= Koit Pikaro =

Estonian politician (1949–2026)

Koit Pikaro (13 August 1949 – 7 February 2026) was an Estonian politician. He was a member of the IX Riigikogu and X Riigikogu.

==Biography==
Pikaro was a member of Estonian Centre Party. He died on 7 February 2026, at the age of 76.

He worked as an criminal police officer and investigator from 1971 to 1996 in Estonian Soviet Socialist Republic and in Republic of Estonia. From 1994 to 1996, he was the Deputy Director of the Central Criminal Police in Estonian Police.

During his time in Police, Koit Pikaro became well known to the press and as a result, acquired reputation of being hard and non-compromising law enforcement officer. As an officer, he was involved in events of Pullapää crisis that received great deal of media attention. His time in police is remembered in mixed views as in mainstream he became legendary policeman but based on many memoirs and also later writings inspired by his actions such as the book Punane elavhõbe, show him in more colorful character who did not shy away bending the law when needed.

There are many articles of him, interviews and even film "Tallinna Võmm" made in 1995, by tv crew from Germany. During the filming, there was a raid to top level brothel called Lily in Tallinn.
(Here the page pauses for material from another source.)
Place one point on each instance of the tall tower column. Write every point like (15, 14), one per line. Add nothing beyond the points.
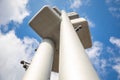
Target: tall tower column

During this raid, conducted right in front of cameras, they found in brothel a client Toomas Saks, serving 1993–1998 as the director of state owned company called RE Eesti Kütus.
He's legacy was also serving as an example in for one of the main characters in novel Punane elavhõbe, published 2007 and made into a film in 2010. His character was portrayed by an actor Peeter Oja.